Dans le bureau du Gardien, j’ai trouvé le gouvernement au grand complet, le véritable cabinet comme les figurants… J’ai tout de suite repéré le fauteur de troubles, un certain Howard Wright. Nous avions créé un ministère bidon, rien que pour lui : Coordination des Arts, des Sciences et des Carrières libérales ! Une aumône faite à Novylen parce que presque tous les membres importants du cabinet venaient de L City, et une aumône faite à Wright parce qu’il avait de lui-même pris la tête d’un groupe parlementaire fort en parlote mais assez peu doué pour l’action. L’idée de Prof avait été de le mettre sur une voie de garage, mais il arrive à Prof d’être parfois trop clément : il y a des gens qui parlent beaucoup mieux quand ils vont respirer le vide.
Prof m’a demandé de faire un rapide exposé de la situation militaire au cabinet. Je l’ai fait, à ma manière.
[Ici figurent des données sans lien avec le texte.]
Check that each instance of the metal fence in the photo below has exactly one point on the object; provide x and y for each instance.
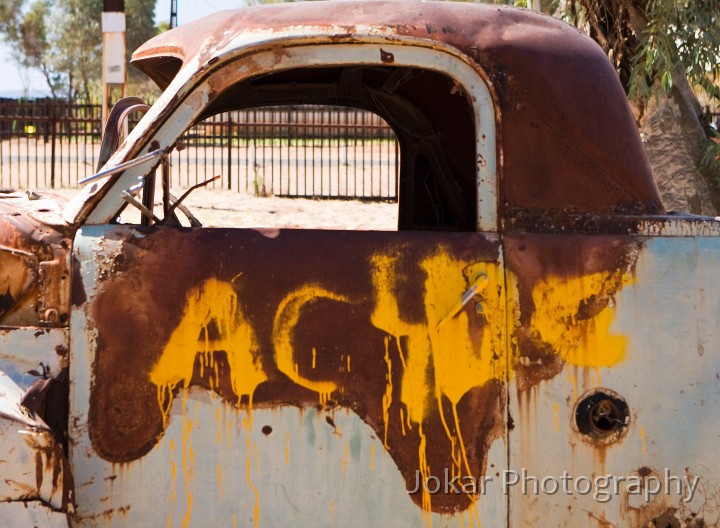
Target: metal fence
(308, 151)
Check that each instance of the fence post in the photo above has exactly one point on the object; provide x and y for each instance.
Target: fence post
(53, 134)
(229, 114)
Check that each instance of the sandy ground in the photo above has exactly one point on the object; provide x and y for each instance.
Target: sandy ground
(217, 208)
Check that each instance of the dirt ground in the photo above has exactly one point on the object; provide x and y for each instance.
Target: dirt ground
(219, 208)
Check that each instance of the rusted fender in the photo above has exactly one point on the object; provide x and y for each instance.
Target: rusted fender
(32, 462)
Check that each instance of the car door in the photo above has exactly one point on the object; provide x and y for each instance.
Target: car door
(232, 376)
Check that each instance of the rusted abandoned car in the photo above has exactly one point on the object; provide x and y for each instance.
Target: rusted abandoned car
(536, 343)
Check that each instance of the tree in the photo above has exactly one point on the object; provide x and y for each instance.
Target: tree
(660, 48)
(63, 39)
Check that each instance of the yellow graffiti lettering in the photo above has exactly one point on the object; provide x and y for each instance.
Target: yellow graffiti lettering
(212, 321)
(574, 316)
(286, 319)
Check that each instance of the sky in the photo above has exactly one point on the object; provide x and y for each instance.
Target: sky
(11, 84)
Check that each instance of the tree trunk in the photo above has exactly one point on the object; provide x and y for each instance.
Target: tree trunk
(675, 143)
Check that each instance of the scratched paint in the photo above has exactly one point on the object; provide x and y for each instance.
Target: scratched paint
(434, 356)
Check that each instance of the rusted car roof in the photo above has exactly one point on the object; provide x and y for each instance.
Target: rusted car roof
(567, 140)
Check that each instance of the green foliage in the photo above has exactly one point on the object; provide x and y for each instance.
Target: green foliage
(63, 39)
(683, 32)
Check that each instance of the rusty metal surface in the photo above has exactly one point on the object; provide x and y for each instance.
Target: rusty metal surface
(32, 462)
(317, 296)
(665, 366)
(562, 111)
(34, 266)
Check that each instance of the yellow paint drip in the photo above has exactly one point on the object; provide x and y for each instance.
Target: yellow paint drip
(287, 448)
(463, 354)
(188, 459)
(214, 305)
(585, 342)
(387, 397)
(286, 319)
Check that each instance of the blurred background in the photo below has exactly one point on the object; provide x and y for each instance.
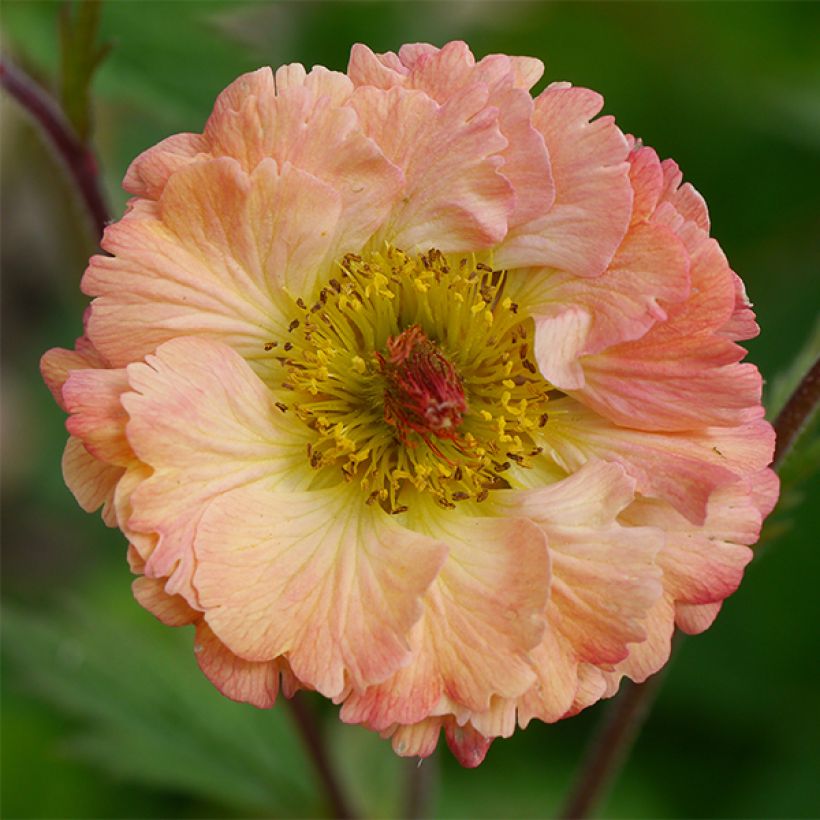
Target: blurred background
(104, 711)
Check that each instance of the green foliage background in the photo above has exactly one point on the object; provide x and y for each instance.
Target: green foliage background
(104, 711)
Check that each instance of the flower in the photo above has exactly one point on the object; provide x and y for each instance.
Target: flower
(413, 390)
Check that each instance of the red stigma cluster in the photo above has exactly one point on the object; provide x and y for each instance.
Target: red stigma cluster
(423, 393)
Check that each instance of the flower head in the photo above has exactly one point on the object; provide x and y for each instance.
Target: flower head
(414, 390)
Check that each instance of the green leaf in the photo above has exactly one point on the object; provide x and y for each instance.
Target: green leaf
(146, 713)
(80, 56)
(785, 383)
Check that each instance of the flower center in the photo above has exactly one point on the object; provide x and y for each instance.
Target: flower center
(423, 392)
(414, 371)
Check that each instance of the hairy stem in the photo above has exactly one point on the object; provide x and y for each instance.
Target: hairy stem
(613, 740)
(314, 743)
(796, 413)
(610, 747)
(76, 155)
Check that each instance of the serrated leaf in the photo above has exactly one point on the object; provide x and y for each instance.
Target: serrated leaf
(147, 714)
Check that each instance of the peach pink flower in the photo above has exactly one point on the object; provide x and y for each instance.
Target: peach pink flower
(413, 390)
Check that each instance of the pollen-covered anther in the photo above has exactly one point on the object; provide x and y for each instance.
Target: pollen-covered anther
(423, 392)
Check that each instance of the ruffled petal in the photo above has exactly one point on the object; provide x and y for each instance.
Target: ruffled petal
(646, 177)
(91, 481)
(649, 271)
(211, 258)
(150, 171)
(320, 576)
(704, 565)
(604, 583)
(307, 124)
(205, 424)
(244, 681)
(57, 363)
(416, 739)
(98, 419)
(593, 195)
(682, 468)
(172, 610)
(454, 199)
(468, 746)
(482, 615)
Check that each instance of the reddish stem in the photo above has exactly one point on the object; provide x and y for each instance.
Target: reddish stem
(76, 155)
(796, 413)
(612, 742)
(314, 743)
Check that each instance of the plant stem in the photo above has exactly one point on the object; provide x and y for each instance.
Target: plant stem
(76, 155)
(613, 740)
(315, 746)
(610, 747)
(796, 413)
(421, 781)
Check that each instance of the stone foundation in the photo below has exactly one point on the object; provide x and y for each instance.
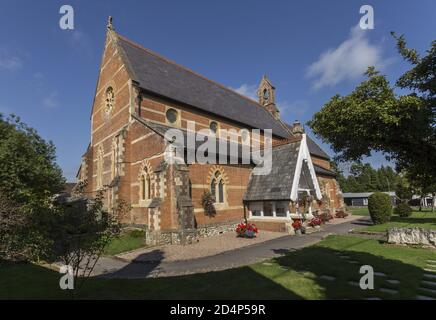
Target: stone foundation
(182, 237)
(216, 229)
(412, 236)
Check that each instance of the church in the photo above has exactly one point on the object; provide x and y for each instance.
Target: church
(139, 96)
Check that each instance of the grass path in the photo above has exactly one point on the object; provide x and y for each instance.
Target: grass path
(328, 270)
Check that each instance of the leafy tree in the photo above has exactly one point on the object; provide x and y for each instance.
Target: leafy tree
(76, 231)
(28, 172)
(11, 219)
(374, 118)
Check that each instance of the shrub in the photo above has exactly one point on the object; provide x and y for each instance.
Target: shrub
(246, 230)
(380, 207)
(403, 210)
(341, 214)
(136, 233)
(315, 222)
(208, 203)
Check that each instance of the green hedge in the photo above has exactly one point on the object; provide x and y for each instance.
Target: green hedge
(403, 210)
(380, 207)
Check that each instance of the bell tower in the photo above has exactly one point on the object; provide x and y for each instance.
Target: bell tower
(266, 95)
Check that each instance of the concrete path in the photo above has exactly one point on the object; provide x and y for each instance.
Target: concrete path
(115, 268)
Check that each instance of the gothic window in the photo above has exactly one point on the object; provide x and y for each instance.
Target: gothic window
(213, 187)
(265, 94)
(114, 162)
(217, 187)
(190, 189)
(213, 126)
(109, 100)
(145, 185)
(172, 116)
(100, 167)
(221, 192)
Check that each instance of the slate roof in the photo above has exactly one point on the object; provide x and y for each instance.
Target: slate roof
(277, 185)
(314, 148)
(168, 79)
(321, 170)
(161, 129)
(364, 194)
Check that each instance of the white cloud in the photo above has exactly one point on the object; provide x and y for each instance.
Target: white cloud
(51, 101)
(8, 61)
(292, 110)
(248, 90)
(346, 62)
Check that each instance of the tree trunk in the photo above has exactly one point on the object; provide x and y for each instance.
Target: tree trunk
(433, 202)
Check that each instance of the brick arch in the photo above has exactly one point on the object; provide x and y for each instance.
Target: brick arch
(107, 86)
(212, 172)
(145, 164)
— Je vois que Finn est ici. Qu’il nous parle de la situation dans les divers terriers.
Wright a pris la parole :
— Le général Nielsen l’a déjà fait, il n’est pas nécessaire qu’il se répète. Ce que nous voulons, c’est vous entendre, vous.
J’ai sursauté :
— Prof… excusez-moi, gospodin président. Dois-je comprendre qu’un rapport concernant la Défense nationale aurait été fait, en mon absence, pendant cette réunion du cabinet ?
— Et pourquoi pas ? a répondu Wright. On ne vous avait pas sous la main.